Es ist schon Wahnsinn, wenn man sich das Plakat des Pirate Satellite Festivals in Stuttgart ansieht, denn das Lineup von insgesamt 15 Bands würde ohne Probleme für mindestens vier abendliche Clubshows ausreichen. Aber das Konzept des Festivals sieht ohne Zweifel eine Jahrmarktatmosphäre mit allerlei Buden und Ständen vor und einem musikalischen Rahmenprogramm bereits ab 12:00 Uhr (wir reden hier vom offiziellen Beginn, nicht den Doors!).
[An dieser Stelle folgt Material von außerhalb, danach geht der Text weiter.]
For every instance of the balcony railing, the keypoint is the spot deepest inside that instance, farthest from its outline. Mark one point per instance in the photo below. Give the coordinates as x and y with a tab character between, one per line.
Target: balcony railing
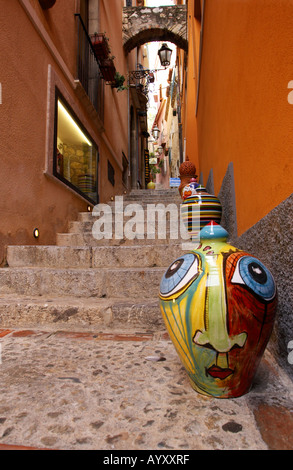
88	70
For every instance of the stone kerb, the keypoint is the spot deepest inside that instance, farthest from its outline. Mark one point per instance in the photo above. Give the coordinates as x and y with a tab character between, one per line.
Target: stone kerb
144	24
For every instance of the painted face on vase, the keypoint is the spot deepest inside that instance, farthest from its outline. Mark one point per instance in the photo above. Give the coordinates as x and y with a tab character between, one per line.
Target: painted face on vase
219	304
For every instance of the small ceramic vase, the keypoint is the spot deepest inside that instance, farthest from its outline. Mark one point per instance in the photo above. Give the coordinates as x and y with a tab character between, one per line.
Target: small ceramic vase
198	209
218	304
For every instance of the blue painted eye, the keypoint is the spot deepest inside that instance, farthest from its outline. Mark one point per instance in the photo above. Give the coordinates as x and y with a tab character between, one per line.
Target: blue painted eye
181	272
252	273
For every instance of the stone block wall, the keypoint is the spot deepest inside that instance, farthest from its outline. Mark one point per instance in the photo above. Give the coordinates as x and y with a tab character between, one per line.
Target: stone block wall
143	24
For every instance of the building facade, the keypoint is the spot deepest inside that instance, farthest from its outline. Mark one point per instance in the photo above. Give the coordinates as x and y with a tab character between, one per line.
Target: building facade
71	135
238	119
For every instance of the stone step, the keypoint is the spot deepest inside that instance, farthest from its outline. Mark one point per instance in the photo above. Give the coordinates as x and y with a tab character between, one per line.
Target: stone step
92	257
107	282
17	311
87	239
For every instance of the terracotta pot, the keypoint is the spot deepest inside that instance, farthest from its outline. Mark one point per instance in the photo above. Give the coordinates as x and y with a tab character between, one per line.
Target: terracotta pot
100	45
108	70
219	305
187	171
Und Rahmenprogramm trifft es in den ersten paar Stunden der Veranstaltung eigentlich ganz gut, denn zum allgemeinen Warmup werden zunächst die kleinen Bands, welche mit den eingekauften Headlinerbands auf Tour sind, an das noch recht lichte Publikum verfüttert.
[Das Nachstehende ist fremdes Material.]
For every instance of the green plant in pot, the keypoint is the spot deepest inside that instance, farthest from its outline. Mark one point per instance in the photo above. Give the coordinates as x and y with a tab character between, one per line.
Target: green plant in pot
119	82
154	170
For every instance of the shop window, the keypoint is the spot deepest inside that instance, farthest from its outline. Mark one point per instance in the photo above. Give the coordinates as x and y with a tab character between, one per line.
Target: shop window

Um hier niemandem einen Roman vorzusetzen, beginne ich meine Aufzeichnungen mit dem ersten „größeren“ Liveact: TRC. Die Jungs aus London versprühen ihren einzigartigen englischen Proll-Charme und sind trotz der frühen Spielzeit um 15:00 Uhr schon extrem gut gelaunt. Langsam zieht es Leute in die Halle und es bietet sich ein schon recht respektabler Pit zu dieser Stunde. Das Sextett auf der Bühne hat eindeutig seinen Spaß, was ansteckt. Sie spielen ein abwechslungsreiches und gutes Set, das wirklich Lust auf mehr macht. Klasse Show, super sympathisch – und irgendwie kriege ich den Vergleich der „Beastie Boys auf Hardcore“ nicht mehr aus meinem Kopf.
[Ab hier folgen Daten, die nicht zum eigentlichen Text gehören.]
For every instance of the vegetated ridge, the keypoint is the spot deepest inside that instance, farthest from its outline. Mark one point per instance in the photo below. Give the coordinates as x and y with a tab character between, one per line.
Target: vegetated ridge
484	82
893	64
Bei der nächsten Band leert sich die Halle wieder und leider auch zu Recht. BORN FROM PAIN aus den Niederlanden sind die achte Band an diesem Tag und sie legen ehrlich gesagt eine recht enttäuschende Show hin. Der ganze Auftritt wirkt matt und leblos und obwohl sich die Band Mühe gibt, will der Funke nicht überspringen – man hat sogar Gefühl, noch nicht einmal die Musiker sind wirklich begeistert. Nach endlosen Besetzungswechseln, bei der am Ende niemand von den Gründungsmitgliedern übrig blieb, scheint das nun die Quittung. Schade, aber die im Moment Label-lose Band kann an diesem Tag leider nicht überzeugen.

Als nächstes dürfen die jungen Britheads von HEIGHTS ihr Glück versuchen. Und wow, die fünf Jungs, die absolut als Jungs von Nebenan durchgehen würden, haben es verdient, dass sie im Moment so gehyped werden. Mit komplett wutverzerrten, beinahe Grimassen artigen Gesichtern singen und spielen sie sich die Seele aus dem Leib. Dabei transportieren sie eine Energie und Rage, wie man sie schon lange nicht mehr, noch nicht einmal bei Szeneurgesteinen, gesehen hat. Und trotz dieser gewaltigen Emotionen spielen sie ihre Songs doch einwandfrei. So muss das sein!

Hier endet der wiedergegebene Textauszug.